At the Festival my own keynote address followed on straight after that of George Monbiot’s. George’s was a debate with Dougald Hine. As has been widely reported elsewhere, he poured cold water on the idea that we could “uncivilise”. Dougald struggled to mount his defence and on the surface of it, George won. What’s more, I think it was imperative for the balance of the whole thing that such a level-headed perspective was heard. But in addition, something deeper was going on. By having George say what needed to be said the ground was cleared, in a funny sort of way, for another stratum of perspective to emerge, and I think most of the audience recognised that. At a rational level George was spot on and I started my presentation by saying that I pretty much fully agreed with his criticisms. When we’re now nearly 7 billion people in this world, bound in to an oil-driven economic system whether we like it or not, you have to be pretty careful about advocating heading off over the mountains to Shangri-la-de-dah. But there’s also a danger in being so practical that you miss deeper layers in life.

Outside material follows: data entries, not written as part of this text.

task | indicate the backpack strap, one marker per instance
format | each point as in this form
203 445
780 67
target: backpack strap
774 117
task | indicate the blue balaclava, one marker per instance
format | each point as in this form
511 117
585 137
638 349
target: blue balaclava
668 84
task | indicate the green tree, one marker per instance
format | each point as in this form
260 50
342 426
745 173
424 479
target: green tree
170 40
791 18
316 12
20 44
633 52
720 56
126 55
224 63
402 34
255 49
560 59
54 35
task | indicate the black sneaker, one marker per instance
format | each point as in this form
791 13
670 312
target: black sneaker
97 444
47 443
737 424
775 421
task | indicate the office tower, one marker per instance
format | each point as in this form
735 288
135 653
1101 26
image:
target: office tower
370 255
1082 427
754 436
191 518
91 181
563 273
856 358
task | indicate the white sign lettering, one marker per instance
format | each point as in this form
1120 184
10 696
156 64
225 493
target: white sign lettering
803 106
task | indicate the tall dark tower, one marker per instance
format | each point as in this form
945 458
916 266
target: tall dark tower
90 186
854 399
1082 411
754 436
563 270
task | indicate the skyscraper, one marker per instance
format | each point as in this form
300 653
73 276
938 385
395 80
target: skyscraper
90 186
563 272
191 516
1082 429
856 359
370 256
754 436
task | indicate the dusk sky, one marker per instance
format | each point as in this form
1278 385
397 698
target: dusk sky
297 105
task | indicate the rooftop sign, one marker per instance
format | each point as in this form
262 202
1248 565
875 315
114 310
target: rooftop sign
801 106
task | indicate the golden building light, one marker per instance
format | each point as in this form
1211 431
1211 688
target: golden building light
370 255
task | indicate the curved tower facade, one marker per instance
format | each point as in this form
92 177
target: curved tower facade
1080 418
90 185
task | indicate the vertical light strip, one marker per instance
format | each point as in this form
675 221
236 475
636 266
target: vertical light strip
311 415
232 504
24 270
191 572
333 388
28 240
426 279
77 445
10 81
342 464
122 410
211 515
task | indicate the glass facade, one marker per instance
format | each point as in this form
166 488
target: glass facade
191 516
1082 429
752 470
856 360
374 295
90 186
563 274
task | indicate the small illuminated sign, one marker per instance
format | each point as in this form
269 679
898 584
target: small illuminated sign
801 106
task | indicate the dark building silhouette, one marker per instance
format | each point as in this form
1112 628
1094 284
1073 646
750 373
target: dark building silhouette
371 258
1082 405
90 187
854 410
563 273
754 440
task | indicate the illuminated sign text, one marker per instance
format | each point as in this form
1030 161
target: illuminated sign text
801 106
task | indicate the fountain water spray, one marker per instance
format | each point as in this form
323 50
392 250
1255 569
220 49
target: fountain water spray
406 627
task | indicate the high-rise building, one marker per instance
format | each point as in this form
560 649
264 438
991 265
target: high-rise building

As such, I acknowledged the importance of the practical critique in my opening remarks, but suggested there’s also another stratum. Uncivilisation is simply not a manifesto that should be read in a practical, literal manner. Rather, it is a prophetic document in the sense of being “apocalyptic” – and that in the full theological sense that means “to remove the cover”, to reveal, thus why the Biblical book of Revelation is also termed “The Apocalypse”. To my eye what Paul Kingsnorth and Dougald Hine have achieved – albeit in a manner that must inevitably be imperfect because it cannot yet (if ever) be fully achieved – is that they have lifted a veil on consciousness. They have revealed something of the interiority of the exterior state of the human condition. In the aftermath of Cop15’s failure on climate change and as the simulacrum war (for its perpetrators) of Afghanistan wears on, the stimulus of Dark Mountain transports many of us into a deeper paradigm of seeing and being. It reminds us that there is still an underpinning of magic that can quicken the heart, and insist on the essential over the virtual.
True, as somebody on the Bella Caledonia website says, Dark Mountain’s ideas are not new. There’s little that Dougald and Paul are saying that Ginsberg didn’t also say poetically in Howl back in 1955; or Whitman in 1855 with Leaves of Grass. Yet the time is ripe to hear such prophetic register again, for old truths spoken to new circumstances are new truths. And this is true in Vol. 1 of the journal not just in Paul’s and Dougald’s words, but in those of many other contributors too.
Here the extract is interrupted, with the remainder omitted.